They consider the following when making their appraisal:

  • Determine the exterior condition of a property
  • Assess the interior condition with a room-by-room walk-through
  • Evaluate amenities such as a finished basement or swimming pool
  • Look for safety or health code violations

After the appraiser has gathered information about the house, they'll compare it to similar homes in the area to make their estimate. Strong analytical, critical thinking and writing skills are a must for real estate appraisers.

Soft skills like listening and verbal communication are equally important. With these skill sets, you'll be well-equipped to understand your client's needs, complete your appraisal, and clearly communicate your valuation. Appraisals are the key to ensuring the home buyer, mortgage lender, and seller receive an accurate estimate of the home's worth.

The mortgage lender or financing organization typically hires the appraiser.
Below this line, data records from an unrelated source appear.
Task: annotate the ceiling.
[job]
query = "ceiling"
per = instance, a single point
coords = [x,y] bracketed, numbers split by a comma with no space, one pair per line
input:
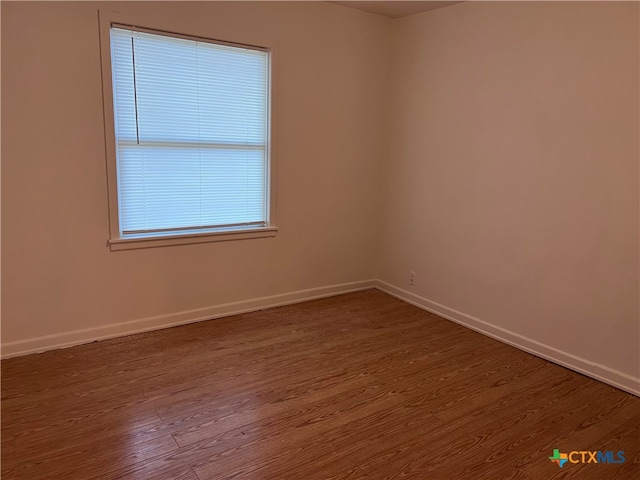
[395,9]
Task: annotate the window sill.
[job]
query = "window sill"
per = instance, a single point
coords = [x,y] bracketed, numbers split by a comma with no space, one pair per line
[116,244]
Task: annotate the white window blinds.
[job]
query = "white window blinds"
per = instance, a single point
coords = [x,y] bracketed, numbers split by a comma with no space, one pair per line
[191,121]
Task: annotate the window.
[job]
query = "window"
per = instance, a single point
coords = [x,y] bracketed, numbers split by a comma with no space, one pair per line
[190,139]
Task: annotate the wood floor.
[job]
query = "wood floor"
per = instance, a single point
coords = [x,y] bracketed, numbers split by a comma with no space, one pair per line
[356,386]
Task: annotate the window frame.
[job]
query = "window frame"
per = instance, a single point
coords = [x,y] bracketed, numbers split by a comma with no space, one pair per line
[107,19]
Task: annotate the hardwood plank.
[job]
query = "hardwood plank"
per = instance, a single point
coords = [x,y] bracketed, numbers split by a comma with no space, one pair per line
[349,387]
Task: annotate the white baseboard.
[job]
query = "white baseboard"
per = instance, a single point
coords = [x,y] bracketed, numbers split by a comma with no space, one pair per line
[67,339]
[76,337]
[599,372]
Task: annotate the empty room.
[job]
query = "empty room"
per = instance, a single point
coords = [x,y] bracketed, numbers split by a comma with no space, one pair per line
[320,240]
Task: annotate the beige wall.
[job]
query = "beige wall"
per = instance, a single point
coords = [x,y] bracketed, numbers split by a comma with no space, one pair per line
[500,164]
[58,274]
[512,173]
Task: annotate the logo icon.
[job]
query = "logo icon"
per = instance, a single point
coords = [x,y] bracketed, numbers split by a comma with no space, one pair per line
[559,458]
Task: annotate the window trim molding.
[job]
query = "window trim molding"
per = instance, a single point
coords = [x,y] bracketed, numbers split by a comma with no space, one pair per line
[109,18]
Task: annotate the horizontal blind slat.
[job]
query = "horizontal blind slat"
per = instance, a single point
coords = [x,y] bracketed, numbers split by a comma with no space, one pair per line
[191,122]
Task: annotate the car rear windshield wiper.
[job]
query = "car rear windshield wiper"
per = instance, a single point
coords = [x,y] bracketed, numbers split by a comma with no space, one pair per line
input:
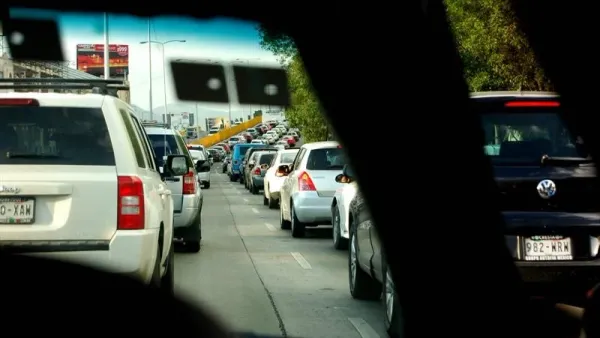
[31,155]
[549,160]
It often takes an hour or two to complete an appraisal, and you should receive the report within a few days. This amount of time can vary depending on the property size, report type, and other factors like a lender or bank review.

Real Estate Appraiser Salary

The median pay for a real estate appraiser is $61,340 per year. Incomes range anywhere from $36,940 and $72,210, and like many other fields, this range will vary depending on your education and experience. As a Trainee Appraiser, your income will likely fall on the lower end of the range, while a Licensed or Certified Real Estate Appraiser will earn much more.

Appraisers can work for large appraisal companies, a local appraisal firm, a bank, or work independently. They're paid per appraisal, but some positions are salaried, especially when working for a larger firm or agency. Factors that can impact salary include:

  • The individual appraiser's experience and certifications
  • Appraiser's location
  • Property size
  • Property location
  • The type of property being appraised
  • Damage or repairs to the property

For those who work independently, being an appraiser can be a very lucrative career. However, working for yourself often means working longer hours and more days per week. You can search for real estate appraiser roles on job search websites to see how much appraisers are making in your area.

How to Become a Real Estate Appraiser

Now that we've taken a closer look into the role of an appraiser, let's dig into the steps to become one.

1. Understand the minimum requirements to become a real estate appraiser.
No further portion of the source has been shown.